Contemporary philosophers disagree about whether Sellars has really identified a problem for naturalistic theories of perceptual justification, and if he has, what the solution is. But in any case, his challenge continues to reverberate throughout philosophy, informing many contemporary debates about perceptual content and its relation to empirical belief. Contrary to what one might have thought, philosophers’ positions on these debates do not line up neatly along the intuitive/naturalistic divide.
With all this in mind, we’ll look at as many of the following examples as interest dictates and as time permits:
- Are perceptual states representational? Many philosophers say yes, based on both intuitive and empirical considerations. But others deny it, some for Sellarsian reasons, and others for empirical reasons.
- If perceptual states are representational, what do they represent? What is their representational content? Do they represent only sensorily basic properties (like, for vision, shapes and spatial relations), or do they include objectproperties (like TREE and CUP), or even high-level, “theoretical” properties (like WHITE PINE or SPODE CHINA)? Can we perceive potentials of things – e.g., whether something can be pulled or folded?

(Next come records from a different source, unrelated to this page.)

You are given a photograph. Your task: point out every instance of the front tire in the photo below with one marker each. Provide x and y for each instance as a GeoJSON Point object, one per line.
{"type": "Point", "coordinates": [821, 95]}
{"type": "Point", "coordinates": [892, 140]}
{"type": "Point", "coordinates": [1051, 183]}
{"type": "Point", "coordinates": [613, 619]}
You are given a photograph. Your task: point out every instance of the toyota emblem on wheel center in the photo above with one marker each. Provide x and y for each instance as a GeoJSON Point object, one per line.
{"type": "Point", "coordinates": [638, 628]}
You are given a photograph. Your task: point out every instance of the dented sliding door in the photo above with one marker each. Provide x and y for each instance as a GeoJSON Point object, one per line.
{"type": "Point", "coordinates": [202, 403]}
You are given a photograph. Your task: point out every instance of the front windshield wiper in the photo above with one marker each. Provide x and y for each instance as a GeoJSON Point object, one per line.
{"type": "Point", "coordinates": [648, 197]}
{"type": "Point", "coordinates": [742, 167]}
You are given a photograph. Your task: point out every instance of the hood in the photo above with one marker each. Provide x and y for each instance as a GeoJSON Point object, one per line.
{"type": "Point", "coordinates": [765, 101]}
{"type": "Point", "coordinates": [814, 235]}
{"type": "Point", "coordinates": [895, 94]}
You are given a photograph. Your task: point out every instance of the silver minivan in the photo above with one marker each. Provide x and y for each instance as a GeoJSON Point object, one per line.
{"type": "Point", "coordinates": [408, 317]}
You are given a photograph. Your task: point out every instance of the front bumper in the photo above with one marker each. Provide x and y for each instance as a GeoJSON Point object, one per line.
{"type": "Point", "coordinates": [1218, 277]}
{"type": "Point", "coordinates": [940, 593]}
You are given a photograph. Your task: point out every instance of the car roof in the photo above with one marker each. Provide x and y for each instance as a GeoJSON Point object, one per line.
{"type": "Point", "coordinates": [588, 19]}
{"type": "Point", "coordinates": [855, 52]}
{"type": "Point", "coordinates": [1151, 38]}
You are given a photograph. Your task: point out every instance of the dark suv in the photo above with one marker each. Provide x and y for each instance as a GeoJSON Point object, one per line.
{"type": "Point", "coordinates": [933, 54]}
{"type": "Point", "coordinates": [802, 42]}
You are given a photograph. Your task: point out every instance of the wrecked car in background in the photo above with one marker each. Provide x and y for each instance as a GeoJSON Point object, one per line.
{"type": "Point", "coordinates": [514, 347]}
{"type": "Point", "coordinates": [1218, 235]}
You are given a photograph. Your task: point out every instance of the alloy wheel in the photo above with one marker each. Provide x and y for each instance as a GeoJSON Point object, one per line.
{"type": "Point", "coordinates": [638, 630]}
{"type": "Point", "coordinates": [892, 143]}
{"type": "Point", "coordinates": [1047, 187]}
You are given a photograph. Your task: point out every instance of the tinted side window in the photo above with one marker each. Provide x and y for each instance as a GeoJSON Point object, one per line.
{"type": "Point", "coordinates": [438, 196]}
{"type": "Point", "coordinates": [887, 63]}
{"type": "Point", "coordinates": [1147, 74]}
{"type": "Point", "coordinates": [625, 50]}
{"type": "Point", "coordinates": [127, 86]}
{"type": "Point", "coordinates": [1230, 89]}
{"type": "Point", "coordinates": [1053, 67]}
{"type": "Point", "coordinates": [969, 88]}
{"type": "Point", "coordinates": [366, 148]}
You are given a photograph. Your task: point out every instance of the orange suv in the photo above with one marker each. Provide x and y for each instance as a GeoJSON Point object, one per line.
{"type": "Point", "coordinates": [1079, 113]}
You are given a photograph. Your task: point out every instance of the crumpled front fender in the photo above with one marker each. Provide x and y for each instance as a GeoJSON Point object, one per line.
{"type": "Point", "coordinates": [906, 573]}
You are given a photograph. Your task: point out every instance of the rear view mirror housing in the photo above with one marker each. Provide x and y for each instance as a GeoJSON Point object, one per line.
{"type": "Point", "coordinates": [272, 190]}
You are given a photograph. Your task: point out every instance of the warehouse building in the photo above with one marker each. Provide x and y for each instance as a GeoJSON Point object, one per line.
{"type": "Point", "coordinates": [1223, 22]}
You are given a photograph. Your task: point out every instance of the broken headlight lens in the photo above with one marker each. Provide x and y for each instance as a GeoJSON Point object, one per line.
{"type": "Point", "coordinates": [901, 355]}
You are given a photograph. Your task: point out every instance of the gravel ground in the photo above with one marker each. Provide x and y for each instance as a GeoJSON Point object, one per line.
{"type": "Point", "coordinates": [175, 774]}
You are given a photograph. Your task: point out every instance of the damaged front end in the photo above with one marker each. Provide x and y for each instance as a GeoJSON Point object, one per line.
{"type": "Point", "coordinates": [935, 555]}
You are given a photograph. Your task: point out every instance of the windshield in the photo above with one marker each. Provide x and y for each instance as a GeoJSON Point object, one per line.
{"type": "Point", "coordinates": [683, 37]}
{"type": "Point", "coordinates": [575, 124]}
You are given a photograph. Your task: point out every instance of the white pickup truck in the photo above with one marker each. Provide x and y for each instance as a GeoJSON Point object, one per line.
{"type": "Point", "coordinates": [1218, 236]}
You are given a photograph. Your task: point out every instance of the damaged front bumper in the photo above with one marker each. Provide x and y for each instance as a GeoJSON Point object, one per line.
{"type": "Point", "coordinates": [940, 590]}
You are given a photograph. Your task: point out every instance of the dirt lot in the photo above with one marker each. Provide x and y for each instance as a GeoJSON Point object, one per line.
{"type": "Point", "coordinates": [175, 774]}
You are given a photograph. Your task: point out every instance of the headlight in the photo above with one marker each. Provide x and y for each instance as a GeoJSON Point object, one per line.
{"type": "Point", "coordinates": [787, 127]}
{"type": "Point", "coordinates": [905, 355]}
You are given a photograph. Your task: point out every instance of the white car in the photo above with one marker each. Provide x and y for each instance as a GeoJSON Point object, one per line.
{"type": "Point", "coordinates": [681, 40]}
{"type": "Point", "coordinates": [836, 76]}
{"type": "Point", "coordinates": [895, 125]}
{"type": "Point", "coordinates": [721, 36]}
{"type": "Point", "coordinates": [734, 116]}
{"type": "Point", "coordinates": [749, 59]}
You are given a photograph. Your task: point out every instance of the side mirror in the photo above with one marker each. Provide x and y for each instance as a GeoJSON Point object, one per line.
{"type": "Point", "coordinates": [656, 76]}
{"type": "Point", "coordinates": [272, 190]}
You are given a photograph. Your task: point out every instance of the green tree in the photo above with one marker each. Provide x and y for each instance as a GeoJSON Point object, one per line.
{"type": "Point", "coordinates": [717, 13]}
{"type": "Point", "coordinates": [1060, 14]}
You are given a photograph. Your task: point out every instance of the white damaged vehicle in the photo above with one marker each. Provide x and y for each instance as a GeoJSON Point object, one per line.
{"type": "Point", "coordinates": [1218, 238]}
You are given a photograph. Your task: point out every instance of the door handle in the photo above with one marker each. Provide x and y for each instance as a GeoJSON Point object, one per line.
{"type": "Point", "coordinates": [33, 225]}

Can empirical investigate settle this question?
- Does perception involve concepts? Sellars argued that if perceptual experience represents the world as being a certain way, then perceptual experience must involve conceptualizing the world. Some contemporary philosophers agree with this. Others argue that perceptual experience is non- or pre-conceptual. Among these philosophers, there is disagreement about what it is for experience to be non-conceptual. We’ll look at both intuitive and empirical aspects of this question.
- What makes it the case that a perceptual state has this or that content? Sellars presumed that, for the perceptual “given” to play its presumed role in justifying empirical belief, whatever content it has would have to be completely determined by the external world. Is this true of perceptual experience, or is perceptual content influenced by subjective factors? Could those factors include a subject’s background beliefs and desires?
- How important are consciousness and attention to the epistemology of perception? Does Sellars’s challenge depend on the assumption that we must be aware of the content of perceptual states for them to be justifiers? Do we get different answers to some of the questions above if we relax this assumption?
In the second half of the course, we’ll focus on the current naïve realism/representationalism debate about the nature of perceptual experience. We’ll examine whether naïve realists can accept the computational theory of perception, which posit representations. And we will examine problems that both naïve realism and representationalism face in trying to accommodate visual illusions. The philosophers whose views we’ll discuss include the naïve realists Martin, Brewer, French, Phillips, and Fish, and the representationalists Dretske, Tye, Bryne, Green, and Hill.
- Credits: 3
- Syllabus Disclaimer: The information on this syllabus is subject to change. For up-to-date course information, please refer to the syllabus on your course site (e.g. Canvas) on the first day of class.